The cleaning sheet of the present invention has a predetermined strength and is excellent in dust collecting property. In addition, the cleaning sheet according to the present invention can reduce the amount of oil applied to the cleaning sheet according to the present invention, as compared with a conventional cleaning sheet using an oil for dust suction. Therefore, problems such as transfer of the oil agent to the cleaning surface to cause deterioration and discoloration of the cleaning surface and transfer of the oil agent to the hand can be minimized.

Further, according to the method for producing a cleaning sheet of the present invention, the above-mentioned cleaning sheet can be suitably produced.

[Brief description of the drawings]

FIG. 1 is a perspective view of a cleaning sheet according to an embodiment of the present invention.

FIG. 2 is a cross-sectional view illustrating a state in which the cleaning sheet illustrated in FIG. 1 is cut along a line II-II.

FIG. 3 is an enlarged sectional view showing the cleaning sheet shown in FIG. 2;

FIG. 4 is a plan view of a net used as a mesh sheet.

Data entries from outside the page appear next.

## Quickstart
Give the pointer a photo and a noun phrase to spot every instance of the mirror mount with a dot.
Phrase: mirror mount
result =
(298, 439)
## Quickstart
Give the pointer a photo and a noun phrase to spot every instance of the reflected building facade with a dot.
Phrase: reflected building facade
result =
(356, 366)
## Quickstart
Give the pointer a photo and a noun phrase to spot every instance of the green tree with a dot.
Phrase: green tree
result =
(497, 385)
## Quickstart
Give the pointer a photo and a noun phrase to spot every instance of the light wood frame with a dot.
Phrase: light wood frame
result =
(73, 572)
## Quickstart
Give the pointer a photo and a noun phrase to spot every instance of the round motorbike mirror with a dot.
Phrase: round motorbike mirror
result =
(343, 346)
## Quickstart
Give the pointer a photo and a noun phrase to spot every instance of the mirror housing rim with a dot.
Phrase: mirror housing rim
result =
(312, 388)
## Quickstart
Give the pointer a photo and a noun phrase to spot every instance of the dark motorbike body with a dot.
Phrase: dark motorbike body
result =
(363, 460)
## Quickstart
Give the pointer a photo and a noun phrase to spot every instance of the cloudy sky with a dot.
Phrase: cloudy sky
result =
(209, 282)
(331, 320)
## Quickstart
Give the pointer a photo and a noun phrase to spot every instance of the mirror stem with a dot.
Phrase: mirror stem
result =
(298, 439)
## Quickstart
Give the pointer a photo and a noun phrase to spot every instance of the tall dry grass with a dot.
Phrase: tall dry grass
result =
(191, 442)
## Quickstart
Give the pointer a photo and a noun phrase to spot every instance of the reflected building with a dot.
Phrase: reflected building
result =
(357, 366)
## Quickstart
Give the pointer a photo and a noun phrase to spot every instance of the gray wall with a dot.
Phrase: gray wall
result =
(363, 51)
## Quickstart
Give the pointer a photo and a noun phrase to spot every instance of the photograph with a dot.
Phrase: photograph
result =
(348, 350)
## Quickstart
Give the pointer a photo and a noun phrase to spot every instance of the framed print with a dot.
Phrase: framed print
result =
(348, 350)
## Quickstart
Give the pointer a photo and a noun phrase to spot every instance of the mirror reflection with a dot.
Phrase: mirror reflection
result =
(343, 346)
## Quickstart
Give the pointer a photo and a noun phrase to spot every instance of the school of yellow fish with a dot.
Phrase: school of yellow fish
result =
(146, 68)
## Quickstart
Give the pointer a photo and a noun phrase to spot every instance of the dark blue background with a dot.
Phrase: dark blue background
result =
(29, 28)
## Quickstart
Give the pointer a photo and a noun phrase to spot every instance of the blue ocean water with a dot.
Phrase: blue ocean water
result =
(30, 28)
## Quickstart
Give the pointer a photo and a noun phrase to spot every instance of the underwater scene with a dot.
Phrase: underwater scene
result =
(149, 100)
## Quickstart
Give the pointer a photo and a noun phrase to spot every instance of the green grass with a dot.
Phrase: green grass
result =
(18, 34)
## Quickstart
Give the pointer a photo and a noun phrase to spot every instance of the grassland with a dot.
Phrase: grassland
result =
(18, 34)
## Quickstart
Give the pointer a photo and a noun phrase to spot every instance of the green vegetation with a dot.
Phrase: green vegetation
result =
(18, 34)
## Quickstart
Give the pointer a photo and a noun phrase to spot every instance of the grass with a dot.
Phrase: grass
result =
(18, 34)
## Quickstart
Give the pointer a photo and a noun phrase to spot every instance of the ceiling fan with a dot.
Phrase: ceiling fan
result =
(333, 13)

5 is a schematic configuration diagram of a manufacturing apparatus suitably used when manufacturing the cleaning sheet shown in FIG.

FIG. 6 is a plan view of a fiber aggregate used as a mesh sheet.

FIG. 7 is a plan view of a perforated film used as a mesh sheet.

[Explanation of symbols]

 DESCRIPTION OF SYMBOLS 10 Cleaning sheet 10A 2nd convex part 10B 2nd concave part 11 Net-like sheet 12 1st sheet 14 Fiber aggregate 14A 1st convex part 14B 1st concave part 15 2nd sheet

Claims (3)

(57) [Claims] 1. A first sheet in which a mesh sheet and a fiber assembly are integrated by entanglement of fibers, and the first sheet is partially joined to a heat-shrinkable second sheet to form an integral structure. Cleaning sheet, wherein the first sheet has a number of relatively small first irregularities formed on the surface thereof, and the entire first sheet is relatively small with respect to the second sheet. A cleaning sheet, wherein a large second uneven portion is formed. 2. After laminating a fiber web on one or both sides of a heat-shrinkable mesh sheet, a first sheet is formed by entanglement and integration of the mesh sheet and the fiber web, and the first sheet is heated. Forming a relatively small first uneven portion on the surface of the first sheet by shrinking the net-like sheet, and partially joining and integrating the first sheet with the heat-shrinkable second sheet. Heating the first and second sheets,
A method for manufacturing a cleaning sheet, wherein a second sheet is contracted to form a relatively large second uneven portion on the entire first sheet with respect to the second sheet. 3. A first sheet is formed by laminating a fiber web on one side or both sides of a heat-shrinkable net-like sheet, and then intertwining the net-like sheet with the fiber web to form a first sheet. Next, the first sheet and the second sheet are heated in an integrated state, and the first sheet and the second sheet are shrunk so that the first sheet and the second sheet are contracted. A method for manufacturing a cleaning sheet, wherein the uneven portion and the second uneven portion are simultaneously formed.